Christian Hartmann/reuters
Christian Hartmann/reuters

Semifinal da Liga dos Campeões opõe Neymar a clube do seu patrocinador

Atacante do PSG tem o Red Bull como um de seus principais patrocinadores

Redação, Estadão Conteúdo

17 de agosto de 2020 | 09h14

Há um componente extra para o duelo entre Paris Saint-Germain e RB Leipzig, pelas semifinais da Liga dos Campeões. Quando entrar em campo na próxima terça-feira, Neymar, astro do time francês, vai enfrentar a equipe cujo dono também é um de seus maiores patrocinadores. A empresa de bebidas energéticas Red Bull é parceira comercial do craque brasileiro e está por trás da criação do time de Leipzig há pouco mais de uma década.

Neymar, que busca seu primeiro título da Liga dos Campeões pelo PSG, tem um relacionamento de longa data com a Red Bull e é frequentemente promovido pela empresa. Na semana passada, a marca austríaca o elogiou por levar a equipe francesa às semifinais do torneio europeu, após vitória de virada por 2 a 1 sobre o Atalanta.

"Que jogo!", escreveu a Red Bull em sua conta Instagram. "Muitos parabéns a Neymar e ao PSG que reservaram seu lugar na semifinal da Liga dos Campeões!", acrescentou na publicação.

No dia seguinte, a empresa austríaca também destacou o triunfo do RB Leipzig nas quartas de final sobre o Atlético de Madrid, que levou o time alemão ao caminho do PSG nas semifinais do torneio europeu.

Neymar é patrocinado pela Red Bull desde 2010, um ano após a fundação do clube de Leipzig na Alemanha. A carreira do jogador no futebol profissional é mais longa do que o tempo de vida do time alemão, visto que o brasileiro estreou no time principal do Santos em março de 2009, dois meses antes de nascer a equipe.

Há alguns anos, o instituto Neymar Jr e a Red Bull se uniram na criação do Neymar Jrs Five, um torneio de futebol de rua disputado anualmente na Praia Grande que tem o craque brasileiro como garoto-propaganda. A empresa investe mais de R$ 1 milhão por ano no projeto.
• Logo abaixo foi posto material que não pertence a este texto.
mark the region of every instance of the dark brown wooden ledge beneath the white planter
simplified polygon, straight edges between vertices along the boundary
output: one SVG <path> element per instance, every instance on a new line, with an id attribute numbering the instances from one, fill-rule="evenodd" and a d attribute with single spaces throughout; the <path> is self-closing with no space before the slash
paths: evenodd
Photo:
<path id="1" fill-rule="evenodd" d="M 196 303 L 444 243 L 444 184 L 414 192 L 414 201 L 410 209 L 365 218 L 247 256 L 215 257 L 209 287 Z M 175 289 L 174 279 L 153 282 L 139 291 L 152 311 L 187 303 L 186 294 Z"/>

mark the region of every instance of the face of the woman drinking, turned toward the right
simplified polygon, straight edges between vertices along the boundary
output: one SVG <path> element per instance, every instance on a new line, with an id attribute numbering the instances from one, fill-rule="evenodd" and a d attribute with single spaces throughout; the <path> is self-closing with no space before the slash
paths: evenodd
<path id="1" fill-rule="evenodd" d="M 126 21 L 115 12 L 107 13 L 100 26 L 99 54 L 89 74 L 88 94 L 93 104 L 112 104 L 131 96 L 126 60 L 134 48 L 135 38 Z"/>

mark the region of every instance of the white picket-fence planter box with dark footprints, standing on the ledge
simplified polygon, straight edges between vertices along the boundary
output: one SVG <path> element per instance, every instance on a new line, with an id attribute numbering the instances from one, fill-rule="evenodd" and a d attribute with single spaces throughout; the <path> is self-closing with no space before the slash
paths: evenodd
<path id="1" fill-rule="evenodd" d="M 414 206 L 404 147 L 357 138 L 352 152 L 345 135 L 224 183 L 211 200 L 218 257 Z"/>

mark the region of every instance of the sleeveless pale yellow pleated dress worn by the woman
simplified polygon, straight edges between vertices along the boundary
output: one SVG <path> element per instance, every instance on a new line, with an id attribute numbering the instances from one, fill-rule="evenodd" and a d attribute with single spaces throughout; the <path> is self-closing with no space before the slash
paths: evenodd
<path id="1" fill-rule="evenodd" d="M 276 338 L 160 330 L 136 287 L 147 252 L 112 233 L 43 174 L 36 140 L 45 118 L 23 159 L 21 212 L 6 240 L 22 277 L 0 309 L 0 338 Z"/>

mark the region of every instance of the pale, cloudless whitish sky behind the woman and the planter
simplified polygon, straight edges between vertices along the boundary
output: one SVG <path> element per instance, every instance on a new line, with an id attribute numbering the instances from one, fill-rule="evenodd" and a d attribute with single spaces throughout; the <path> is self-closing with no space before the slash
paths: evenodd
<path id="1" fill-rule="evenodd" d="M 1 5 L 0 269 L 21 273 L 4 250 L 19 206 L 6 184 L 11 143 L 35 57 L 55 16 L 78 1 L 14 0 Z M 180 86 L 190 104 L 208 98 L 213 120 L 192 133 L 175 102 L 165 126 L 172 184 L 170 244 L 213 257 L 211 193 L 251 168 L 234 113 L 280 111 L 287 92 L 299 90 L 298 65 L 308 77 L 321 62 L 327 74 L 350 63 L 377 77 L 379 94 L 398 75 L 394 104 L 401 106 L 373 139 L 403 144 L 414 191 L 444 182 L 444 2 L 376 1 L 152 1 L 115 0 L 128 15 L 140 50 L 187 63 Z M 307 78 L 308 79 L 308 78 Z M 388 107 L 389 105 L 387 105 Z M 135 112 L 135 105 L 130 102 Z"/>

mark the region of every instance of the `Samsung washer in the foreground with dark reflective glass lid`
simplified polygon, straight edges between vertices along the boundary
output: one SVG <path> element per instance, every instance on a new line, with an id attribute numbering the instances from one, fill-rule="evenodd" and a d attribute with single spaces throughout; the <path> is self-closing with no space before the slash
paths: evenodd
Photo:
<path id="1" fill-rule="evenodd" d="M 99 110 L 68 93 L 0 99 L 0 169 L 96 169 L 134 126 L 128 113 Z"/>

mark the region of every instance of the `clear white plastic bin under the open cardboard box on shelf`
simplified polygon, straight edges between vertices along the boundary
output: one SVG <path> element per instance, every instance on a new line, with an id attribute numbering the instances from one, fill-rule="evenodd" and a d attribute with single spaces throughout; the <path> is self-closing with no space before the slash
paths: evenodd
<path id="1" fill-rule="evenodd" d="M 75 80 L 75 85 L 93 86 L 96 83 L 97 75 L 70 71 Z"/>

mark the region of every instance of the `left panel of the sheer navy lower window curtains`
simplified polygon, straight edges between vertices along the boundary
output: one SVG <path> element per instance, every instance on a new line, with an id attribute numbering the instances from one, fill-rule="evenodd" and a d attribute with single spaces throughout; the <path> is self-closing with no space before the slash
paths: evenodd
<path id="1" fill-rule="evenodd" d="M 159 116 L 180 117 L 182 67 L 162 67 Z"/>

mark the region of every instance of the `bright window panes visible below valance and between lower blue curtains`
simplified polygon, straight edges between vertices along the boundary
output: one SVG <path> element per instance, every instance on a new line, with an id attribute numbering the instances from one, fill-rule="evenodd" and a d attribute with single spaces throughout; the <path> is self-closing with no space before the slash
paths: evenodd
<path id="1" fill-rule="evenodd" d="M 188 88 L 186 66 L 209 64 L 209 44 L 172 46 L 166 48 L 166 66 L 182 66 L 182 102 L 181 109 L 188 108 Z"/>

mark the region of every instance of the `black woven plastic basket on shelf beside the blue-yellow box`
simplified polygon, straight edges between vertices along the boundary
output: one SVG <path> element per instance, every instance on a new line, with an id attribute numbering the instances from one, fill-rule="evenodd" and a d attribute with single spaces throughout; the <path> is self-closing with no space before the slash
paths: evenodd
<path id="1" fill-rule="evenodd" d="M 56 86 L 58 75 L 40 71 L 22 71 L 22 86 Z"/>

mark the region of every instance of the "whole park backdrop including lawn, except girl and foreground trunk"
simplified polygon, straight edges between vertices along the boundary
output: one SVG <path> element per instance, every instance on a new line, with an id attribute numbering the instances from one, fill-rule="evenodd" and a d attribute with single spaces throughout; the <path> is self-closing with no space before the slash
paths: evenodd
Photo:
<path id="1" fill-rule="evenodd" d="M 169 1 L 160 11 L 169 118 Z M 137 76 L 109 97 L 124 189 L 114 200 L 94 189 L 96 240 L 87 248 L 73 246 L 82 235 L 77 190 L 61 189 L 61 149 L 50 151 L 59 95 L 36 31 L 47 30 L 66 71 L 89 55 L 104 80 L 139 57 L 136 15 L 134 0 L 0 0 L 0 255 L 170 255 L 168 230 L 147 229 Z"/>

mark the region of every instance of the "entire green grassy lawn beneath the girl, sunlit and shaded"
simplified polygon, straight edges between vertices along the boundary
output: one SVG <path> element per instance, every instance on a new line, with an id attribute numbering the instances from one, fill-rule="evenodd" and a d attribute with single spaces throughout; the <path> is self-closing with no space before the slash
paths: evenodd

A Nike está com o jogador desde os seus 13 anos e é seu outro grande parceiro comercial.

O evento financiado pela Red Bull já criou alguns problemas para Neymar no ano passado, quando ele faltou à apresentação do elenco no início da temporada para cumprir agenda no torneio. Na ocasião, o atacante disse que havia comunicado seus planos antecipadamente ao clube, que, por sua vez, afirmou que tomaria "as medidas apropriadas".

Foi também em uma entrevista institucional concedida à Red Bull que Neymar criou polêmica e foi criticado pelos torcedores do PSG depois de dizer que uma de suas memórias mais marcantes no futebol foi ajudar o Barcelona a derrotar o time francês por 6 a 1 em um jogo da Liga dos Campeões em março de 2017, meses antes de se transferir para o clube de Paris.

Neymar e o lateral inglês Trent Alexander-Arnold, do Liverpool, são os únicos jogadores que representam a Red Bull. A maior parte dos investimentos da empresa é direcionada a atletas de esportes radicais, como surfe, skate e mountain bike.

O RB Leipzig foi fundado em 2009 depois que o cofundador da Red Bull, Dietrich Mateschitz, comprou a licença para uma equipe local de quinta divisão, a SSV Markranstaedt. O bilionário austríaco mudou a marca do clube e financiou sua promoção constante nas ligas inferiores. O time alcançou a primeira divisão do futebol alemão em 2016 e anos depois garantiu vaga na Liga dos Campeões.

A parceria com a Red Bull tornou o clube impopular na Alemanha, gerando protestos de torcedores adversários nos jogos. O Leipzig não passou da fase de grupos em sua estreia na Liga dos Campeões, na temporada 2017/2018, em que chegou às quartas de final da Liga Europa. Neste ano, em sua segunda participação no maior torneio europeu de clubes, alcançou o mata-mata vindo de um grupo que incluía Benfica, Lyon e Zenit. Depois, eliminou o atual vice-campeão Tottenham nas oitavas e superou o Atlético de Madrid na fase seguinte.

O RB Leipzig tem sido a equipe da Red Bull mais bem-sucedida, mas não é a única adquirida pela empresa de bebidas energéticas. As outras são o Red Bull Salzburg, da Áustria, o New York Red Bulls, com sede nos Estados Unidos, e o brasileiro Red Bull Bragantino, último time comprado pelo grupo austríaco.